3.2. Mechanistic interpretation
One of the OECD principles is the mechanistic interpretation of the generated QSPR model which means molecular structure information may be retrieved from such models. Because established optimal chemical descriptors may be connected with suitable chemical pieces, all models created using the Monte-Carlo technique follow the concept of mechanistic interpretation. In CORAL QSPR, the structural attributes (SAk) are used for mechanistic interpretation. The comparable statistical reliability of the model should be theoretically achieved in multiple rounds of Monte Carlo optimization. So, four classes of the attributes can be classified depending upon the numerical data for correlation weights (CWs) in three or more independent optimization runs: (i) if CW(SAk) is positive in all runs then these attributes are classified as a promoter of Tm increase; (ii) if CW(SAk) is negative in all runs then these attributes are classified as a promoter of Tm decrease; (iii) if CW(SAk) is both positive and negative in all runs then these attributes are classified as undefined; and (iv) if CW(SAk) = 0 these attributes are kept in rare or blocked category. The structural attributes as a promoter of increase and decrease extracted from split 2 (the best QSPR model) are listed in Table 3.

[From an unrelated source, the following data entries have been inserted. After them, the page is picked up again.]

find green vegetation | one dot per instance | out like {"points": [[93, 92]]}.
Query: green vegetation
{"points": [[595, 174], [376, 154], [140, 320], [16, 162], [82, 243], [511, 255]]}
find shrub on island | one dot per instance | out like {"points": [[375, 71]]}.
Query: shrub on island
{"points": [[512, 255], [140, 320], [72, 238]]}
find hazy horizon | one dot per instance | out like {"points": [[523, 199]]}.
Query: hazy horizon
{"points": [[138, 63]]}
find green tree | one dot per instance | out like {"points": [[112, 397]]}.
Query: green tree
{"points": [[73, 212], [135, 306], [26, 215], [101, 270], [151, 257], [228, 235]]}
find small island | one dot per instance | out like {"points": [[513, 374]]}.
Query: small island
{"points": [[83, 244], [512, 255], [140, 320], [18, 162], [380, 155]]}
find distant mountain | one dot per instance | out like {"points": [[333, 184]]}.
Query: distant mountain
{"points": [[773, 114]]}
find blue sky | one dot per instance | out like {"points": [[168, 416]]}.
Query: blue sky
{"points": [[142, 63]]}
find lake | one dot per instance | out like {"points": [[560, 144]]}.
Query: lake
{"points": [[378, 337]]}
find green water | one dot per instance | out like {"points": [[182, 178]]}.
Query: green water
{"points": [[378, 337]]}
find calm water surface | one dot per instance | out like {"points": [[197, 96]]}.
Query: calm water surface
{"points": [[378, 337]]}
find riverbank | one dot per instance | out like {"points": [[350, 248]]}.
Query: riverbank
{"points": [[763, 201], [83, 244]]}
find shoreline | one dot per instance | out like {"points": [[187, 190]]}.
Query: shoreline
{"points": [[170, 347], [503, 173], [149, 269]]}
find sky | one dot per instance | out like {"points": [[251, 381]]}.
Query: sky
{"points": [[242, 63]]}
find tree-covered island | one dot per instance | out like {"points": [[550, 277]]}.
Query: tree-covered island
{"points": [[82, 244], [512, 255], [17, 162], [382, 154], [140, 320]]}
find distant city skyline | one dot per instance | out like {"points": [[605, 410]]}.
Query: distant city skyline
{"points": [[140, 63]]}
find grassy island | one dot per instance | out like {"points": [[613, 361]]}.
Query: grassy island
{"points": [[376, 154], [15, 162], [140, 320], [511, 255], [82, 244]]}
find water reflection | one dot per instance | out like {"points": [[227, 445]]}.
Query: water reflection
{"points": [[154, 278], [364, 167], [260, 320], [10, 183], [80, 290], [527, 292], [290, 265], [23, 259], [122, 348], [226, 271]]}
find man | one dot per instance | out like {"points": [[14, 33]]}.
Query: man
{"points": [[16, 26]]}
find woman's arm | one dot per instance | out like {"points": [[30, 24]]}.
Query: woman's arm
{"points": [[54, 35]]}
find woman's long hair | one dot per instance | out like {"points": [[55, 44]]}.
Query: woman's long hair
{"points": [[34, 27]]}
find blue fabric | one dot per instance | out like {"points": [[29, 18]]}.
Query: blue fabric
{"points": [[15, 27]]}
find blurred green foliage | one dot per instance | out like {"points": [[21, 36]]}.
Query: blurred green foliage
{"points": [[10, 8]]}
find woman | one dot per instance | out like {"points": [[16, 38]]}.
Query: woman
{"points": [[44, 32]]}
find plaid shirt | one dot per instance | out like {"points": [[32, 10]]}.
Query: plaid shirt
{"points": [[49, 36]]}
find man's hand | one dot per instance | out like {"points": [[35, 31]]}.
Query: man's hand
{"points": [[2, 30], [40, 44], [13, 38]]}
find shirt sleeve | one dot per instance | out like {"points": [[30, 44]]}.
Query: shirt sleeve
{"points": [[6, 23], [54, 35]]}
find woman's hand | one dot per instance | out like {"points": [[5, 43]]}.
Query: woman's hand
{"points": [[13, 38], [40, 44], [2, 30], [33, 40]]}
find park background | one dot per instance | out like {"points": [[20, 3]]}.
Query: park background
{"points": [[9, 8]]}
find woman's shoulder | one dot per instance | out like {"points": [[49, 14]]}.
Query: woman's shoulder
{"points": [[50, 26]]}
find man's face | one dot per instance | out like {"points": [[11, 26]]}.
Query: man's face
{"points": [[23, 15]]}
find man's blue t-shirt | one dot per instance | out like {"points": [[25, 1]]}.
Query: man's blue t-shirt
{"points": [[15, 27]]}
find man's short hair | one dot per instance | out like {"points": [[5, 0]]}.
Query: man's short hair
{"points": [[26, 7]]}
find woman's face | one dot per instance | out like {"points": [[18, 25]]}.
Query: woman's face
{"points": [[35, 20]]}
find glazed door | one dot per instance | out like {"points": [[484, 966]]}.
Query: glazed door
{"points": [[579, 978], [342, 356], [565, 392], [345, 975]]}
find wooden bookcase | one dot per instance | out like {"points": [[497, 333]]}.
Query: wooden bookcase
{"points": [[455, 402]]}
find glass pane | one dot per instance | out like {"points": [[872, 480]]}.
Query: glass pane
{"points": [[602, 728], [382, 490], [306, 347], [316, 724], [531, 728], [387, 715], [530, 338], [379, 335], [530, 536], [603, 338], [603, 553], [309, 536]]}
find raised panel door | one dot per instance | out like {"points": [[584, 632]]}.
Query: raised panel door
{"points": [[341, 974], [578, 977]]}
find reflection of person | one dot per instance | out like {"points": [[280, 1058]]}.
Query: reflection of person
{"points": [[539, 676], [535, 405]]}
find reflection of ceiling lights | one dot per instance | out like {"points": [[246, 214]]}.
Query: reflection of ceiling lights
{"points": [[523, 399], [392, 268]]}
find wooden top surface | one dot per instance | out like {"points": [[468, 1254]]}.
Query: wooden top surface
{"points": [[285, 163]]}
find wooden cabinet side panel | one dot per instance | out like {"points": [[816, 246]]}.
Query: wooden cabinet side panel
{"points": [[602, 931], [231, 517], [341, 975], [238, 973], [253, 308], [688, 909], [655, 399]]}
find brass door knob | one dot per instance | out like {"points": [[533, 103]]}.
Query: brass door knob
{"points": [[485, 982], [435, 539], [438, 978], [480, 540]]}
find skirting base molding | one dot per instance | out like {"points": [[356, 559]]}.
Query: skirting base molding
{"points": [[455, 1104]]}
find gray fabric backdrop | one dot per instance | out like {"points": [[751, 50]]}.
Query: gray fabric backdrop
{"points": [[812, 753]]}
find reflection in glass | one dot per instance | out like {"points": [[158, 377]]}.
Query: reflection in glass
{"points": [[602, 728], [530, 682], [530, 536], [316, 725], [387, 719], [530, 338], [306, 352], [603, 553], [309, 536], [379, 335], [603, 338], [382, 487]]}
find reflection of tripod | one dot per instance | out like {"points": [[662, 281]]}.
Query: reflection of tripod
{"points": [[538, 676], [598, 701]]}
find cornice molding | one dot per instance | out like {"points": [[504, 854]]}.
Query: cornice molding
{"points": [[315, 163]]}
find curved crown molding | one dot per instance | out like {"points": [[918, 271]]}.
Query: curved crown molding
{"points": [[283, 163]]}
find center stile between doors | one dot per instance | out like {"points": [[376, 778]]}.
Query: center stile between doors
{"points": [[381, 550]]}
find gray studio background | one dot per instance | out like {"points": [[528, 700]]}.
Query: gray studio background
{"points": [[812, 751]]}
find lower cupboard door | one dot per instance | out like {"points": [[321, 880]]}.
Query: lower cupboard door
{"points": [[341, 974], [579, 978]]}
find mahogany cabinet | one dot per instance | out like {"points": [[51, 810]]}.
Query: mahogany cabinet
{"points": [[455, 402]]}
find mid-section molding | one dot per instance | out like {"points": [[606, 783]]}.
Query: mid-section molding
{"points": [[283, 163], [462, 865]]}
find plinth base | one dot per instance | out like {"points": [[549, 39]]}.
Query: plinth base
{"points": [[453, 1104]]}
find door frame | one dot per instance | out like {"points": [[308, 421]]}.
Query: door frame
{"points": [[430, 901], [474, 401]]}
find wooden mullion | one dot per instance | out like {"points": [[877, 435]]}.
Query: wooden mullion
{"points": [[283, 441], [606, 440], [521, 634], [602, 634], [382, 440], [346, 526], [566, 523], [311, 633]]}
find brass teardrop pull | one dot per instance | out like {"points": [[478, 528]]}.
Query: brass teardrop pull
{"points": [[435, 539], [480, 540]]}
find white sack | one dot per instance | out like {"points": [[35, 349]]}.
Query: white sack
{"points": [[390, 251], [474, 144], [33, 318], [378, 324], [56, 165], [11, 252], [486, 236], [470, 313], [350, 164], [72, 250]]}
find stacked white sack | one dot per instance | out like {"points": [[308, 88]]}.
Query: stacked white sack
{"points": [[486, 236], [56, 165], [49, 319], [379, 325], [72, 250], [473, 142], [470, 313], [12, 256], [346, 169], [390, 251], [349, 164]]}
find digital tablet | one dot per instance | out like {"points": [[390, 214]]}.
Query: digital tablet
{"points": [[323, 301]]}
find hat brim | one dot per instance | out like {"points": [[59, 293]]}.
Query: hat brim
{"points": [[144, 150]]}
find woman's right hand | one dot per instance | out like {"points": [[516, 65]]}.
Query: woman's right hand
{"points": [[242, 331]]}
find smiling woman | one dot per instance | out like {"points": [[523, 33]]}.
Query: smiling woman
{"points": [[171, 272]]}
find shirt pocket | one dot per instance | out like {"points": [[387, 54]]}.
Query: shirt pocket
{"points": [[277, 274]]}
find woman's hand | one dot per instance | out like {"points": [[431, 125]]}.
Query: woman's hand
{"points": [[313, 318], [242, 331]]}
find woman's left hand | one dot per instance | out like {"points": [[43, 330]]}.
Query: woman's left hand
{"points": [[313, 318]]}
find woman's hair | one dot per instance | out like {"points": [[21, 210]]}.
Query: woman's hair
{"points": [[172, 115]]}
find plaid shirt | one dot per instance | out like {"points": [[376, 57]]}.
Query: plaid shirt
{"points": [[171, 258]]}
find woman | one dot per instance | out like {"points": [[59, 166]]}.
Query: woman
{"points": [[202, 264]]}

The list of the promoter of increase/decrease of Tm extracted from split 2 using TF2.
Type of descriptors | No. | SAk | CWs | NT, a | NiT, b | NC | Defect [SAk] | Comments | ||
---|---|---|---|---|---|---|---|---|---|---|
Probe 1 | Probe 2 | Probe 3 | ||||||||
Promoter of increase | ||||||||||
Graph-based descriptors | 1 | VS2-C…5… | 1.34960 | 2.43334 | 1.31153 | 108 | 99 | 50 | 0.0003 | Valence shell of the second order for aliphatic carbon atom equal to 5 |
2 | PT3-C…5… | 0.10558 | 1.51087 | 0.92938 | 99 | 87 | 41 | 0.0006 | The presence of the path of length 3 equal to 5 for a carbon atom | |
3 | PT2-C…4… | 0.24752 | 2.00169 | 0.35048 | 72 | 72 | 37 | 0.0003 | The presence of the path of length 2 equal to 4 for a carbon atom | |
SMILES based descriptors | 1 | 1……….. | 7.29691 | 5.95405 | 6.34387 | 113 | 112 | 55 | 0.0000 | Presence of a cyclic ring |
2 | c……….. | 1.71525 | 2.42427 | 0.64969 | 109 | 102 | 55 | 0.0002 | Presence of aromatic carbon | |
3 | n……….. | 2.38850 | 1.33337 | 0.67039 | 108 | 102 | 55 | 0.0002 | Presence of aromatic nitrogen | |
4 | c…(……. | 2.49408 | 0.42892 | 2.49631 | 101 | 91 | 48 | 0.0002 | Branching at an aromatic carbon | |
5 | (…C…(… | 1.27092 | 2.30761 | 2.86614 | 88 | 89 | 39 | 0.0006 | Combination of aliphatic carbon with two branching | |
6 | c…(…C… | 1.33043 | 0.11257 | 0.06315 | 83 | 80 | 39 | 0.0003 | Aromatic carbon joined by branching with the aliphatic carbon atom | |
7 | […1……. | 0.89010 | 1.76115 | 0.62621 | 73 | 74 | 32 | 0.0006 | Presence of branching connected to the ring | |
8 | n…(……. | 0.94747 | 1.97741 | 2.03406 | 71 | 60 | 32 | 0.0005 | Presence of aromatic nitrogen and branching | |
Promoter of decrease | ||||||||||
Graph-based descriptors | 1 | VS2-F…6… | −0.31025 | −0.58746 | −0.85323 | 67 | 70 | 30 | 0.0005 | Valence shell of second-order equal to 6 for a fluorine atom |
2 | PT2-C…1… | −0.76524 | −0.99261 | −0.74397 | 85 | 81 | 45 | 0.0004 | The presence of the path of length 2 equal to 1 for a carbon atom | |
SMILES based descriptors | 1 | BOND10000000 | −2.42991 | −1.67430 | −2.03277 | 60 | 58 | 30 | 0.0001 | Presence of double bonds and absence of triple and stereochemical bonds |
2 | […S……. | −0.94276 | −0.55305 | −0.90267 | 35 | 37 | 13 | 0.0015 | Combination of branching and aliphatic sulphur | |
3 | […C……. | −1.90870 | −0.15225 | −0.77063 | 76 | 67 | 32 | 0.0009 | Presence of branching connected to aliphatic carbon |
According to the outcomes mentioned in Table 3, the graph-based descriptors as promoters of Tm increase for ILs are: (i) VS2-C…5…, PT3-C…5…, PT2-C…4… and the graph-based descriptors as promoters of decrease are VS2-F…6…, PT2-C…1….
In the same way, some SMILES based descriptors as Tm enhancer are: 1……….., c……….., n……….., c…(……., (…C…(…, c…(…C…, […1……., n…(……., and some promoter of Tm decrease SMILES based attributes are: BOND10000000, […C……., […S……..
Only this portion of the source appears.